The real purpose of the Merida Initiative can be seen in its striking similarities to Plan Colombia, through which the US has heavily funded and deeply integrated itself into the Colombian military over the last decade, even as cocaine production in that country continually expands, hitting a nearly 30 percent increase by 2007, according to the Guardian.
In this context, The Joint Forces Command’s statement implying a direct military intervention represents a qualitative shift in line with US foreign policy in Mexico over the last two years.
The new circumstances not only raise the danger of political instability in Mexico, but also raise other major issues for US imperialism, including a change in the relative positions of the US and its rivals in Latin America.
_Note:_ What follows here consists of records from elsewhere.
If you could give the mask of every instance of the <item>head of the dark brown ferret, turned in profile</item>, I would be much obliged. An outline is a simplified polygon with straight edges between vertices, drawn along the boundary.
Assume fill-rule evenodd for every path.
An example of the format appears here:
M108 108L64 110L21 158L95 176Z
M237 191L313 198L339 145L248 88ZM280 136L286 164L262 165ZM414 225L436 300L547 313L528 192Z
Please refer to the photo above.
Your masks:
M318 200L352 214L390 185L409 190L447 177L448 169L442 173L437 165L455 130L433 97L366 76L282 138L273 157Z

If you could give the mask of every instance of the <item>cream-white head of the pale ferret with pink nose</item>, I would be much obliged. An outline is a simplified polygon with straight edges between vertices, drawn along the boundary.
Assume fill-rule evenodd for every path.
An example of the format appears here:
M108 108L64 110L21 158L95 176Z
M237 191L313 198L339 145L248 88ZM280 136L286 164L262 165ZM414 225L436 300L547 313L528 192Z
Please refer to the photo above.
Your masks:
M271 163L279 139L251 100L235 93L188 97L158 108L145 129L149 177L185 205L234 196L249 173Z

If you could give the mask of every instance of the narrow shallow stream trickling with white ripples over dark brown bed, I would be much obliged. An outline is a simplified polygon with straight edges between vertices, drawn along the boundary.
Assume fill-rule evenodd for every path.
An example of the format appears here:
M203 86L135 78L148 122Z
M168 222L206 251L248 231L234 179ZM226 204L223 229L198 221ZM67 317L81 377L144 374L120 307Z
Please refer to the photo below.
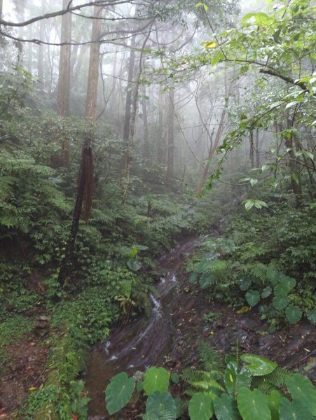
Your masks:
M104 390L111 377L118 372L133 374L157 365L172 349L176 335L172 312L179 304L177 273L200 240L186 239L158 261L158 269L167 275L156 285L159 297L150 295L151 317L138 316L114 331L107 342L92 348L85 377L90 395L89 420L106 418Z

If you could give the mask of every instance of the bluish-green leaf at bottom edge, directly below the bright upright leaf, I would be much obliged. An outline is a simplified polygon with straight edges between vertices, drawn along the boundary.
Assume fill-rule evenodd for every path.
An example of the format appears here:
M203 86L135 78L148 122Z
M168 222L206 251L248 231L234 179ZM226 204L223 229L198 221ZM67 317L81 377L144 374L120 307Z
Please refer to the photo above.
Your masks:
M156 416L156 420L175 420L177 405L169 392L155 392L146 401L146 415Z

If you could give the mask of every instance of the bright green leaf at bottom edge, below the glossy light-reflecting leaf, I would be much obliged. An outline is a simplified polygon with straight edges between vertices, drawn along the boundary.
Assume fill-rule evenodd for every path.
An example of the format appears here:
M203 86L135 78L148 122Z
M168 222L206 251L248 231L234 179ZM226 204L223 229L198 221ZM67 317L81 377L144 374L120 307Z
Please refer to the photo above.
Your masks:
M271 413L264 395L259 389L241 388L237 395L242 420L271 420Z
The Joint Forces Command study cites Cuba and Venezuela as “potential challenges to the status quo” in the region, noting their ability to promote anti-American coalitions with countries like Russia and China.
President Barack Obama met with Felipe Calderon on January 12, a week before his inauguration, to declare his continued support for the “war on drugs.” Although media coverage revealed very little about the meeting, Obama’s defense secretary, Robert Gates, recently summed up the foreign policy trajectory of the new administration in Foreign Affairs: Continuation of the wars in Iraq and Afghanistan; maintenance of conventional US military dominance over potential adversaries, including China and Russia; and preparation for further occupations and “counter-insurgency operations,” with Mexico, it now appears, as a prime target.